One of the best ways to embrace a creative approach to problem-solving is by exploring examples from other businesses that have encountered similar challenges. For instance, Zomato, a New Delhi based restaurant search and delivery service, encountered a significant challenge when it was unable to offer delivery services to certain areas because of a lack of resources. Despite this obstacle, the company was able to think outside the box and find a solution from an unlikely source – a network of independent delivery people. By leveraging this new resource, Zomato was able to deliver food to locations it previously had no access to.

Case Study 2 – Shinola

Another example of a company that successfully adopted a creative approach to problem-solving is Shinola, the upscale Detroit-based watch manufacturer. The brand faced a significant challenge when it needed to scale up production to meet the high demand for its products. Instead of outsourcing production, the company chose to create a highly skilled and trained workforce from the local population. Not only did this strategy allow Shinola to increase its production capacity, but it also helped the local Detroit economy and provided long-term employment opportunities for residents.

Conclusion

These examples demonstrate the importance of adopting creative problem-solving tactics and the value of taking a new approach to business challenges. By looking beyond traditional solutions and exploring different sources, leaders can find the answers they need to take their business to the next level.

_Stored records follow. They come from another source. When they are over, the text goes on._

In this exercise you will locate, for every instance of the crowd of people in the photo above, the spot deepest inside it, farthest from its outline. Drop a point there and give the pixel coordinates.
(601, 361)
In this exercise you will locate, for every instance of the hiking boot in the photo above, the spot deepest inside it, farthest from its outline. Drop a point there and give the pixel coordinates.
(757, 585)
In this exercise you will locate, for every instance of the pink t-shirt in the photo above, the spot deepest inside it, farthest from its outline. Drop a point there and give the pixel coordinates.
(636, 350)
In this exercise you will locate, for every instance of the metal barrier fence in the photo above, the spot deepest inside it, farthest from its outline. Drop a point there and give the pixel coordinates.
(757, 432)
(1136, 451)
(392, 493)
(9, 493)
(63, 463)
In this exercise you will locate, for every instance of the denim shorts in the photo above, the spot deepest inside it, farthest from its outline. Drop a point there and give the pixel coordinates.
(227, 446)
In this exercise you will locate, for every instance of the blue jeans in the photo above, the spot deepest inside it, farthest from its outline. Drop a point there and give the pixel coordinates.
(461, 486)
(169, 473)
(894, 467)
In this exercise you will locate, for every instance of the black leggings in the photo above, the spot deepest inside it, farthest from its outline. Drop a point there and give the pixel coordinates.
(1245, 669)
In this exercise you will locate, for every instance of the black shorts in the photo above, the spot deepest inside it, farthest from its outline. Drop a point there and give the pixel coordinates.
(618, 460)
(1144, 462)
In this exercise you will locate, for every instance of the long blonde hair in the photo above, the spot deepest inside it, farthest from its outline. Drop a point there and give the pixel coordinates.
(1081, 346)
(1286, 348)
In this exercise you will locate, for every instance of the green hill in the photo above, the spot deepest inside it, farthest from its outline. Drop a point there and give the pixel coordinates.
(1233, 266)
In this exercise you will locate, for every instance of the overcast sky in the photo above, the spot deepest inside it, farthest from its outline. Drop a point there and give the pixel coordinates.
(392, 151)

Too often, businesses find themselves stuck in traditional and outdated approaches to problem-solving. To successfully navigate the ever-changing landscape of business, leaders need to be open to examining new solutions and embracing the concept of change. Innovation and creativity are key ingredients for success. By speaking to a variety of experts, looking at successful examples from other businesses, and embracing creative problem-solving tactics, leaders can take their business to new heights.

SPECIAL BONUS: Braden Kelley’s Problem Finding Canvas can be a super useful starting point for doing design thinking or human-centered design.

“The Problem Finding Canvas should help you investigate a handful of areas to explore, choose the one most important to you, extract all of the potential challenges and opportunities and choose one to prioritize.”